Former Ladbrokes CEO Richard Glynn recently left the company after a few less-than-successful years but received handsome severance payments, according to UK media reports based on annual report disclosures, of GBP 1.7million over the next 12 months, a number that apparently includes damages of GBP 846,000 and a potential bonus.
Glynn’s annual salary on departure was reportedly GBP 580,000.
Last year the IB Times reported that in 2013 Glynn was given a total pay package of GBP 4.7 million, an effective increase of 85 percent, thanks in part to a one-off GBP 3.9 million share plan that was voted through on his appointment in 2010 and vested in 2013…all despite a more than 60 percent drop in group profits.
Glynn was in the headlines again this week when his name appeared on a list of 100 leading British businessmen which appeared in The Telegraph newspaper, voicing their support for the Conservative Party in the upcoming UK general election.
His name was followed by the Ladbrokes company title, implying by accident or design that he was still with the company, and that was pounced on by critics keen to discount the impact of the exercise.
Glynn’s successor at Ladbrokes, Jim Mullen, clearly felt strongly enough about the use of the company’s name to issue a statement on the matter, asserting:
“You may have seen our ex-CEO joined business leaders in signing a letter in the Daily Telegraph yesterday.

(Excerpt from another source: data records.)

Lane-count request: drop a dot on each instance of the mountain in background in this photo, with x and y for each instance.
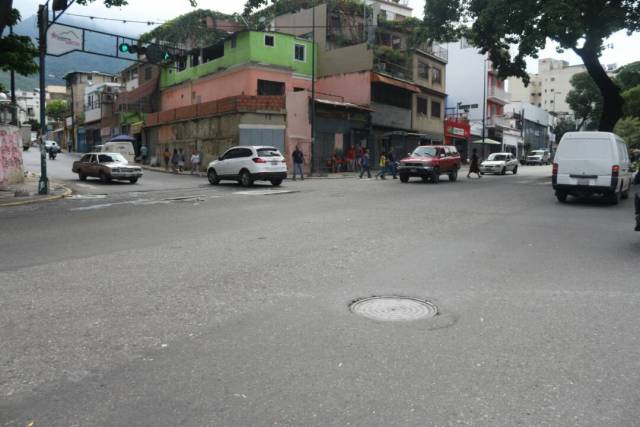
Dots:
(58, 67)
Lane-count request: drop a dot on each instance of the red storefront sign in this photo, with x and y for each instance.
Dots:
(456, 129)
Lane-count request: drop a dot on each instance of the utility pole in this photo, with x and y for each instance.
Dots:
(484, 105)
(43, 24)
(14, 105)
(313, 86)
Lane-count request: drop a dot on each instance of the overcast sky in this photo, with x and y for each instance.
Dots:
(625, 48)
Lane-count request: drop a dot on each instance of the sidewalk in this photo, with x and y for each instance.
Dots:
(27, 192)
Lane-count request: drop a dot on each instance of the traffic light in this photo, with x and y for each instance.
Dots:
(60, 5)
(132, 49)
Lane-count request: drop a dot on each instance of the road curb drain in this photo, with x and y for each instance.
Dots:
(393, 308)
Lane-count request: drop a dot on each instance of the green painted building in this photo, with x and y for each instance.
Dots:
(248, 47)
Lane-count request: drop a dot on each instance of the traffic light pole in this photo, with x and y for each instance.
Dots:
(43, 24)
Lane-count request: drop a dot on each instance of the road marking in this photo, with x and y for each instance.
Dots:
(264, 192)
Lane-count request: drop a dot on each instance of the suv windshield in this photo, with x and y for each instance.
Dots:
(424, 152)
(268, 152)
(111, 158)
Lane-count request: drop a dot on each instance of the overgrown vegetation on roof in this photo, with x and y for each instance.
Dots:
(190, 29)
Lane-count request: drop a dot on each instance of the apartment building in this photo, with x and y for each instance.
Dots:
(474, 89)
(549, 87)
(403, 84)
(234, 92)
(78, 82)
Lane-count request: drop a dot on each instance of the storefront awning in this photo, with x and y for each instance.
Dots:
(487, 141)
(398, 83)
(343, 104)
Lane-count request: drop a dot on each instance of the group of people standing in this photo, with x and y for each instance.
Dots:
(177, 160)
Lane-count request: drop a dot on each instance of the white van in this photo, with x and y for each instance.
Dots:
(123, 147)
(589, 163)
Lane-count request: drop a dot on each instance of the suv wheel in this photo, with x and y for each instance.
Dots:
(435, 178)
(562, 196)
(212, 176)
(104, 178)
(245, 179)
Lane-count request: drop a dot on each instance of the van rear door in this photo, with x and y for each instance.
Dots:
(586, 161)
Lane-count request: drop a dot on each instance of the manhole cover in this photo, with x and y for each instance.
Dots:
(394, 309)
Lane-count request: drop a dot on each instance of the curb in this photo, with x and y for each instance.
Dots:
(67, 193)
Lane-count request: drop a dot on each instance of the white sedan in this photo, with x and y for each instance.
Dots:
(499, 163)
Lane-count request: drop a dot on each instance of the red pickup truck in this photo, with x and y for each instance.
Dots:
(429, 162)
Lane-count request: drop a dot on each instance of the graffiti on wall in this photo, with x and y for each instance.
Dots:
(11, 167)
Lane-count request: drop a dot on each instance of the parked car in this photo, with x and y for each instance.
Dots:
(429, 162)
(48, 145)
(538, 157)
(588, 163)
(107, 167)
(247, 164)
(499, 163)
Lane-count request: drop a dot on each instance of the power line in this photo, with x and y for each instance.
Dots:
(124, 21)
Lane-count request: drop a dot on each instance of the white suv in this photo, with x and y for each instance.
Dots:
(247, 164)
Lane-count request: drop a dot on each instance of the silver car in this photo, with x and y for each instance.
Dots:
(499, 163)
(538, 157)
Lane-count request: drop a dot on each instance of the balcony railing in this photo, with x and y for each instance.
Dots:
(500, 94)
(435, 50)
(391, 69)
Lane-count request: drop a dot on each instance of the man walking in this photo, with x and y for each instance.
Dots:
(364, 163)
(298, 161)
(144, 153)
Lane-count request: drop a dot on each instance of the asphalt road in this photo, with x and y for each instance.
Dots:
(201, 305)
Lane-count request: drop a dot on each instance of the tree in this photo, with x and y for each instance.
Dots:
(628, 76)
(498, 26)
(563, 126)
(632, 102)
(585, 100)
(57, 109)
(629, 130)
(18, 52)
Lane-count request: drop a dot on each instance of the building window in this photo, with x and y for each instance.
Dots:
(268, 87)
(435, 109)
(299, 52)
(436, 76)
(269, 40)
(422, 106)
(423, 70)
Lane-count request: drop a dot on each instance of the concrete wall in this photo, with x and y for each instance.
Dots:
(209, 136)
(351, 87)
(389, 116)
(298, 127)
(425, 123)
(11, 170)
(345, 60)
(243, 81)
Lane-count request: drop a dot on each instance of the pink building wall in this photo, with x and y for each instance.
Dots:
(212, 88)
(352, 87)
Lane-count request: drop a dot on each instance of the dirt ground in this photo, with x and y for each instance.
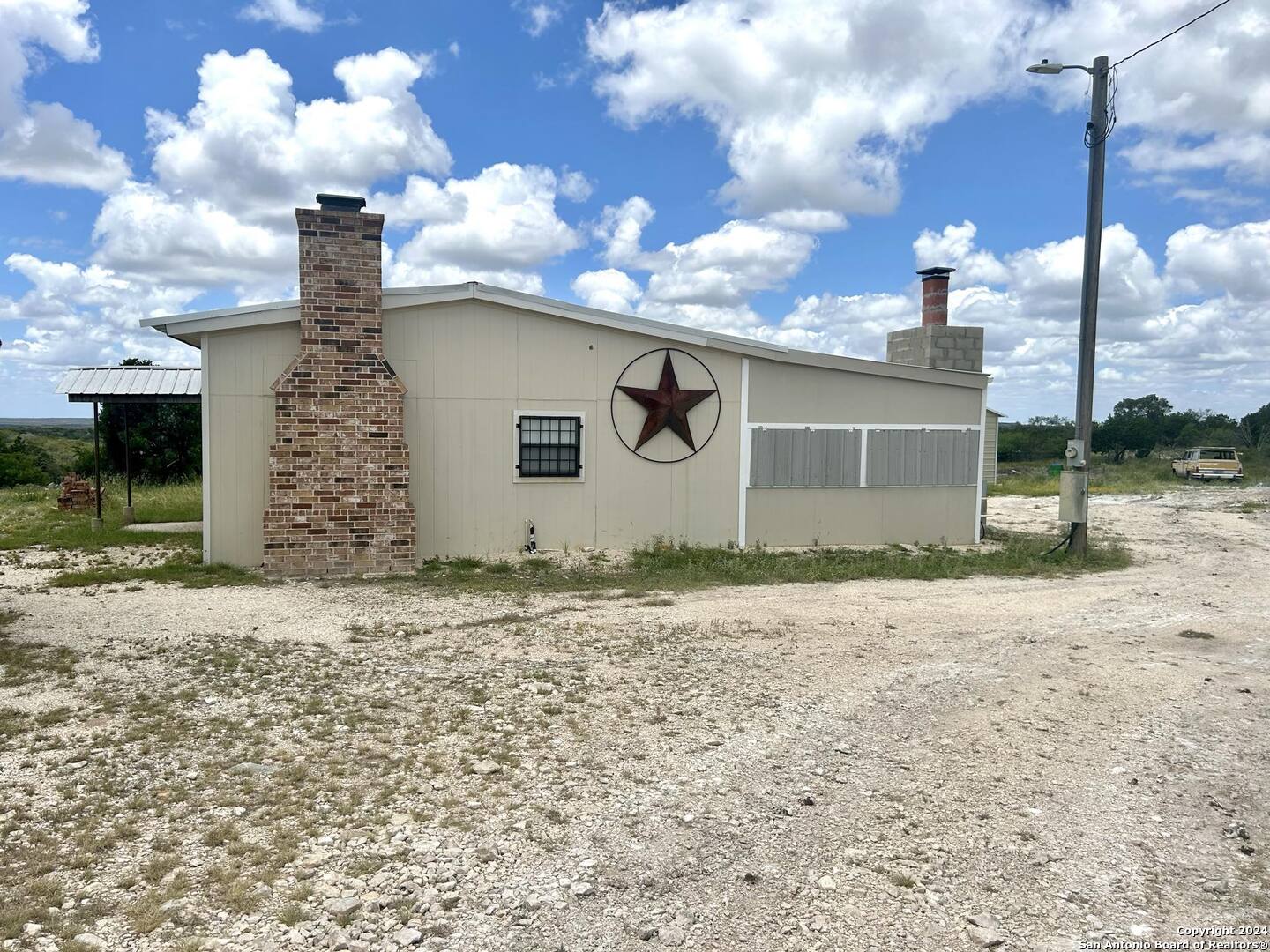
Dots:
(1012, 763)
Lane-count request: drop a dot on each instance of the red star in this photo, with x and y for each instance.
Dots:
(667, 406)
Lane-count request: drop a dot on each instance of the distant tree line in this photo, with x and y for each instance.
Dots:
(165, 442)
(1137, 427)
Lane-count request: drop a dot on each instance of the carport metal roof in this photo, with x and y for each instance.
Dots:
(132, 385)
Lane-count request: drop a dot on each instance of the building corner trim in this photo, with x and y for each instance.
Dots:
(982, 495)
(743, 453)
(205, 421)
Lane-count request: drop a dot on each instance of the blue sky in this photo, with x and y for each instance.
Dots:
(713, 164)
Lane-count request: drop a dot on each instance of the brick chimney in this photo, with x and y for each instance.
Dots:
(340, 467)
(937, 343)
(935, 294)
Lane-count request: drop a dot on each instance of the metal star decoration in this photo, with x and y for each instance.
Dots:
(667, 406)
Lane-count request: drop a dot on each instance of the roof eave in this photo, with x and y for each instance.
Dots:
(188, 328)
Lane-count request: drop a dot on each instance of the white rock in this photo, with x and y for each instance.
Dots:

He like all voters is entitled to his view.
“However, I want to make it clear that our business is to take bets on the General Election, not to tell people how to vote. There are many shades of political opinion in our workforce of 15,000 never mind ex-employees or our customer base of millions of people.
“My vote is worth the same as theirs and their choice of vote is their business. So I won’t be signing any letters in this, or any other General Election, that seeks to tell people how to vote.”